Interview: Vom Schulleiter zum Late-Night-Talker
Björn Lengwenus, Leiter der Stadtteilschule Alter Teichweg, geht zurzeit ungewöhnliche Wege, um seine rund 1.600 Schülerinnen und Schüler gut durch die Corona-Krise zu bringen. Jeden Tag wird an seiner Schule in Dulsberg eine neue Online-Folge für den Social-Media-Kanal Youtube gedreht: Die „Dulsberg Late Night“ läuft immer abends um 22 Uhr.
Newsletter: Herr Lengwenus, Sie bekommen gerade bundesweit mediale Aufmerksamkeit für Ihre Late Night Show, die Tagesthemen, das ARD-Morgenmagazin, BILD und sogar der Stern haben berichtet. Was genau machen Sie in der Show?
Lengwenus:Wir haben in der ersten Woche der Schulschließung festgestellt, dass das digitale Lernen gut funktioniert, aber Schule ist doch so viel mehr: Freunde treffen, die Pausen gemeinsam verbringen, zusammen lachen. Wir möchten mit der „Dulsberg Late Night“ eine Art digitalen Pausenhof schaffen. Ein täglicher „Treffpunkt“ für alle. Schülerinnen und Schüler kommen in der Show zu Wort und tauschen sich aus.
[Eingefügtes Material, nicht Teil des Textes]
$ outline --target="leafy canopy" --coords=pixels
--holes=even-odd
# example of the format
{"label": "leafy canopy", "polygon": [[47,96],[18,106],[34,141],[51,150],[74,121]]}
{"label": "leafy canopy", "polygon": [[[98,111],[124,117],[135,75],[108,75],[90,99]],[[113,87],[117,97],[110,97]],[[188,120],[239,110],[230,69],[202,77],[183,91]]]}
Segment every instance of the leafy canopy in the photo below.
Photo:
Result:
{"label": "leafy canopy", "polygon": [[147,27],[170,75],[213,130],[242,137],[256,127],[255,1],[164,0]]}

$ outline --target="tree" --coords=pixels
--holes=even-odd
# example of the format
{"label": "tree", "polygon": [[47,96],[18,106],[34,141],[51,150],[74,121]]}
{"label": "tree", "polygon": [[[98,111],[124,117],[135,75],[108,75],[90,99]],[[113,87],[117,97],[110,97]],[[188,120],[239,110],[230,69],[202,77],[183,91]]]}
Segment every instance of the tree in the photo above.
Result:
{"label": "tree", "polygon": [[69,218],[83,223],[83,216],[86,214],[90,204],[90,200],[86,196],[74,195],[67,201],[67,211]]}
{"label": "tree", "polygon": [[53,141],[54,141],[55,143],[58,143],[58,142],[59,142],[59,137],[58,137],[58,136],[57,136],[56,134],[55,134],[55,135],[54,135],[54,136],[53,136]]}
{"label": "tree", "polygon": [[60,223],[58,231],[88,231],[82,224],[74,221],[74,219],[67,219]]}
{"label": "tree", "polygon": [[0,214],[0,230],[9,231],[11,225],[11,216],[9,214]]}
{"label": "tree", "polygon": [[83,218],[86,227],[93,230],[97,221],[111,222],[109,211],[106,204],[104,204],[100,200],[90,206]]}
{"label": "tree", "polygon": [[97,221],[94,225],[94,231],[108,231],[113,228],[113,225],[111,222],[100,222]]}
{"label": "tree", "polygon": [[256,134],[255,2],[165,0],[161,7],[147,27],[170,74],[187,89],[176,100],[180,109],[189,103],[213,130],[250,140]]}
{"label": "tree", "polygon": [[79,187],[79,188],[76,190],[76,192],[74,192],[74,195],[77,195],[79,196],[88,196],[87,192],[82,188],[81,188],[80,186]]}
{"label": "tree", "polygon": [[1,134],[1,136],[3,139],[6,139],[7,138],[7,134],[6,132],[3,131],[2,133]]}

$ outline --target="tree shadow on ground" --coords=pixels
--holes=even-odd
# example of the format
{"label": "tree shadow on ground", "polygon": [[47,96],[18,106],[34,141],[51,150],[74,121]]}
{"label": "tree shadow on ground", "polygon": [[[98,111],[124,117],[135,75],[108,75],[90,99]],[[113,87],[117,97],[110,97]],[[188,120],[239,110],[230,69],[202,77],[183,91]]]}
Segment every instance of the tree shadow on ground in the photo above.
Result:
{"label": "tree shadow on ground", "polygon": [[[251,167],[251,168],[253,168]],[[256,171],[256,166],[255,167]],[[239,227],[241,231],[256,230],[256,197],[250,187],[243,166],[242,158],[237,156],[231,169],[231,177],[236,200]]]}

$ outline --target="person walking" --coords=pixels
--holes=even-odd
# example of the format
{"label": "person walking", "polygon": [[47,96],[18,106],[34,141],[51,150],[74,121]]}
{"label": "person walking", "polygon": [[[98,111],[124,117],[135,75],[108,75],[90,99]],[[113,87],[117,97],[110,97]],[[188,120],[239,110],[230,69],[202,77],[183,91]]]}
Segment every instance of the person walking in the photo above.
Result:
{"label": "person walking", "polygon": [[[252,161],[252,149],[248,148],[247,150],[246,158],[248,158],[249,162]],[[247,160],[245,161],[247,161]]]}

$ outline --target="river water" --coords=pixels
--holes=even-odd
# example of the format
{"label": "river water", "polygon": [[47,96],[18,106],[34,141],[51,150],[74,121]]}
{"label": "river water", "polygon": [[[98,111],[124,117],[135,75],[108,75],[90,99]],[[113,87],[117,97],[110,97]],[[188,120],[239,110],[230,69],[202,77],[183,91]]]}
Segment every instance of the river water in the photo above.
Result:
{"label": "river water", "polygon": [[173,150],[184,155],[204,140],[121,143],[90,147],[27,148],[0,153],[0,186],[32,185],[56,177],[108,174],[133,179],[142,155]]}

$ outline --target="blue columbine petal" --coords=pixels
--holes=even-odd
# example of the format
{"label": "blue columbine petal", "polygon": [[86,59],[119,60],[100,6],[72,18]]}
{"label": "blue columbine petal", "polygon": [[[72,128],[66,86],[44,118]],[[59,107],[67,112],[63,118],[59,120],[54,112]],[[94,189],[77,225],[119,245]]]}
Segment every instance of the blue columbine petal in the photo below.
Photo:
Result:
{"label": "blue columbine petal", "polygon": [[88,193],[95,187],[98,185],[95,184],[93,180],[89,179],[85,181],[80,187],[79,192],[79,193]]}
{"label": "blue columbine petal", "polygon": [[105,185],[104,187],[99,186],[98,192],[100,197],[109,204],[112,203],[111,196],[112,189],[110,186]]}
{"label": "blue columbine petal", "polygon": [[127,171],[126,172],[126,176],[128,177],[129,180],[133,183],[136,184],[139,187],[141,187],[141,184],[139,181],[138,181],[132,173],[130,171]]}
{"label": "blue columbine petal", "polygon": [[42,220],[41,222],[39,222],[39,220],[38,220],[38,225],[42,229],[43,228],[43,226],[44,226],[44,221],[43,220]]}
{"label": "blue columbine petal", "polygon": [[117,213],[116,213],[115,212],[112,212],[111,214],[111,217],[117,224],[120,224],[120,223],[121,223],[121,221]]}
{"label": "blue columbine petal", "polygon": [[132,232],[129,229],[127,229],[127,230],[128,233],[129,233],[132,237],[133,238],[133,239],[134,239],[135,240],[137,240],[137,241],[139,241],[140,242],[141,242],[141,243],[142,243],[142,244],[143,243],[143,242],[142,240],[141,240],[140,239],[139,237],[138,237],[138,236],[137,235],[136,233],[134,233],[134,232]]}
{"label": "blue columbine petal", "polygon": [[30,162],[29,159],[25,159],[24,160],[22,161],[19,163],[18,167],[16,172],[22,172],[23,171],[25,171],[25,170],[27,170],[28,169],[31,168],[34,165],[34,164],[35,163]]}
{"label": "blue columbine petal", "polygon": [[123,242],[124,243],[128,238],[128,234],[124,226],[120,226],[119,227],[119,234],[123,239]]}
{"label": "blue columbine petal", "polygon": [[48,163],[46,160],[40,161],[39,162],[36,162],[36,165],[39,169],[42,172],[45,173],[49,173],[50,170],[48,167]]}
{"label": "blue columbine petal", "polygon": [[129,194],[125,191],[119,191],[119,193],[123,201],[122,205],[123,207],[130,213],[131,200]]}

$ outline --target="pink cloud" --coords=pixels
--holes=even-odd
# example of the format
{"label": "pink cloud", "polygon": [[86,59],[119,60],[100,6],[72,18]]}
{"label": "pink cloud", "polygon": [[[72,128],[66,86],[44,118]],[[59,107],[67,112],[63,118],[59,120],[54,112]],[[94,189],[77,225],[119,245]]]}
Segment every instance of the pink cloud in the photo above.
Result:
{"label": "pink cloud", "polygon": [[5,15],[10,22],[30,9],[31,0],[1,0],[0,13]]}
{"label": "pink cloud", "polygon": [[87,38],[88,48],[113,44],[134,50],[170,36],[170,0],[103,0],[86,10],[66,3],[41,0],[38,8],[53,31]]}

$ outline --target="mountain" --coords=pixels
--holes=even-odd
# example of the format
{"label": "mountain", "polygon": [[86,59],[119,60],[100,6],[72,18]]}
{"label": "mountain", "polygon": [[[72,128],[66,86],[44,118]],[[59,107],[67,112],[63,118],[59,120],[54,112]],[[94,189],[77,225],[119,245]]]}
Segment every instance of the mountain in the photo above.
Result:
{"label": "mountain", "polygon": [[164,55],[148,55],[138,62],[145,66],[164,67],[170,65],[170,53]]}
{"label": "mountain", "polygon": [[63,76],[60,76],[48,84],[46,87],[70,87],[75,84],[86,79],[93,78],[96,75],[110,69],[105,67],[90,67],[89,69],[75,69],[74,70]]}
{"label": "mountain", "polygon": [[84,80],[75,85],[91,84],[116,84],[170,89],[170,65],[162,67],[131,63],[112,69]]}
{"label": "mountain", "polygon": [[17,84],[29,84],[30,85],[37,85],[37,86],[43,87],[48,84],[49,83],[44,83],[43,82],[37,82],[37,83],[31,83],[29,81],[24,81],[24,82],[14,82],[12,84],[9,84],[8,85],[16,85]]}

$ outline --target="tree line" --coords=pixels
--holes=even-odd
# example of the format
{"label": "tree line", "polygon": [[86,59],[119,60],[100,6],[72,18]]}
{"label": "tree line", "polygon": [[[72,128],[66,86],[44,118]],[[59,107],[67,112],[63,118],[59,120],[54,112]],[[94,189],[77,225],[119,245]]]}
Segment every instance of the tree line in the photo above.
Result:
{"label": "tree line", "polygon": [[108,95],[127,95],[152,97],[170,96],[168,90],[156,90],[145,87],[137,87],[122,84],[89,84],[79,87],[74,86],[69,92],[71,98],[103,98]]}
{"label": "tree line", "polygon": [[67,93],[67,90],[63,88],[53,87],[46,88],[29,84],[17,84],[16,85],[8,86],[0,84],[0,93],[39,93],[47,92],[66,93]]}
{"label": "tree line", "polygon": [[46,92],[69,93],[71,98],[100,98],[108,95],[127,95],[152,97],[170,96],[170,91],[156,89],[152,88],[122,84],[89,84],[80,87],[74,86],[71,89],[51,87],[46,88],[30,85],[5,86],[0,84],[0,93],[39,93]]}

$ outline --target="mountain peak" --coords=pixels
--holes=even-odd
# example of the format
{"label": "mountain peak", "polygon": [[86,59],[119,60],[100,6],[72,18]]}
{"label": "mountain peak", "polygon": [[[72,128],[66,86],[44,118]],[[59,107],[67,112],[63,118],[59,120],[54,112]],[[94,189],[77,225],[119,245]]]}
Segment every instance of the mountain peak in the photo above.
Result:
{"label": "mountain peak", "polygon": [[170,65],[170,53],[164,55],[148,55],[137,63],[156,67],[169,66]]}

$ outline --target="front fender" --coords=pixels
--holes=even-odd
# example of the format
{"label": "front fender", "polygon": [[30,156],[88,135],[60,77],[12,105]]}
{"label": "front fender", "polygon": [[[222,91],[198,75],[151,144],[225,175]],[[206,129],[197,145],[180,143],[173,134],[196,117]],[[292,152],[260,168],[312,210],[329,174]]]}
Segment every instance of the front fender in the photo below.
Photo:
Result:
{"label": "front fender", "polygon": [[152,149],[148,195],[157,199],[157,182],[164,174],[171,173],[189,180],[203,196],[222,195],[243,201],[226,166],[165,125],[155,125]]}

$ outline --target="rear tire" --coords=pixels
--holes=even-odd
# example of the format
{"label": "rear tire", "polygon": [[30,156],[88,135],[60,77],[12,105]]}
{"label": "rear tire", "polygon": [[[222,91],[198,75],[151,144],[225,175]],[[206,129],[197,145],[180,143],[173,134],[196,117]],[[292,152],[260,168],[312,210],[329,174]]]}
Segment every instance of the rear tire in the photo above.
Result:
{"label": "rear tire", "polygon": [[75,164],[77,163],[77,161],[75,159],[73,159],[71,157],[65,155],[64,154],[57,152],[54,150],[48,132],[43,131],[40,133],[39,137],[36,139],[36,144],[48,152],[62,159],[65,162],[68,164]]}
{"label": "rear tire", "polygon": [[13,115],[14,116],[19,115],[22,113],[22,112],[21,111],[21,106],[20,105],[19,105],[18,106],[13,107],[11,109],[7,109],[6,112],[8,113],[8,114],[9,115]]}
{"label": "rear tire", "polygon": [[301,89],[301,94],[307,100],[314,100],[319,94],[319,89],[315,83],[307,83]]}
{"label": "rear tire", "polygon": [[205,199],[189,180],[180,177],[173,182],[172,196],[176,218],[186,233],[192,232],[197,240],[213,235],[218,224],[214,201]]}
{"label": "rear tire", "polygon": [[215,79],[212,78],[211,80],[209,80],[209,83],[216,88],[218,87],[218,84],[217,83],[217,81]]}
Newsletter: Die Show wirkt ziemlich professionell. Wer wirkt dabei mit im Hintergrund?
Lengwenus:Film ist ja einer der großen Profilschwerpunkte unserer Schule. Wir haben mit Ole Schwarz und Martin D´Costa zwei professionelle Filmemacher mit an Bord. Ole hat das ganze Filmstudio in die Aula gebaut. Die Hamburg-Silhouette ist nicht eingeblendet, sondern mit der Laubsäge ausgeschnitten. Koordiniert wird das Ganze von unserem Kulturagenten Matthias Vogel.
Newsletter: In Zeiten von Corona müssen Hamburgs Lehrerinnen und Lehrer neue Wege gehen. Wie läuft das sogenannte homeschooling bei Ihnen an der ATW?
Lengwenus:Wir hatten bislang nur in der Oberstufe durchgängige digitale Strukturen. Unsere Sportler nutzen E-Learning während langer Trainingslager natürlich sehr intensiv. Für alle anderen Stufen mussten wir das komplett innerhalb eines Wochenendes aufbauen. Wir haben da wenig Vorgaben gemacht, sondern lassen die Lehrkräfte ihre eigene Methode finden. Viele erstellen Padlets, es gibt Gruppenkonferenzen mit Zoom und Anwesenheitslisten über WhatsApp.
Newsletter: Und was ist mir den Schülern, die kein Smartphone oder Laptop zuhause haben?
Lengwenus:Bei uns auf dem Dulsberg haben nicht alle Kinder Zugang zu Geräten und Internet. Deswegen haben wir mit unseren Honorarkräften eine eigene Poststelle gegründet und liefern täglich rund 250 Pakete in den Stadtteil. Die Kolleginnen und Kollegen packen individualisierte Lernpakete und nachmittags finden die Schüler diese dann auf ihren Fußmatten. Nur digital allein geht bei uns nicht. Gerade die jüngeren und schwächeren Schüler bekommen auch Einzelbetreuung am Telefon. Da dürfen sie etwas vorlesen oder werden individuell beraten bei ihren Aufgaben.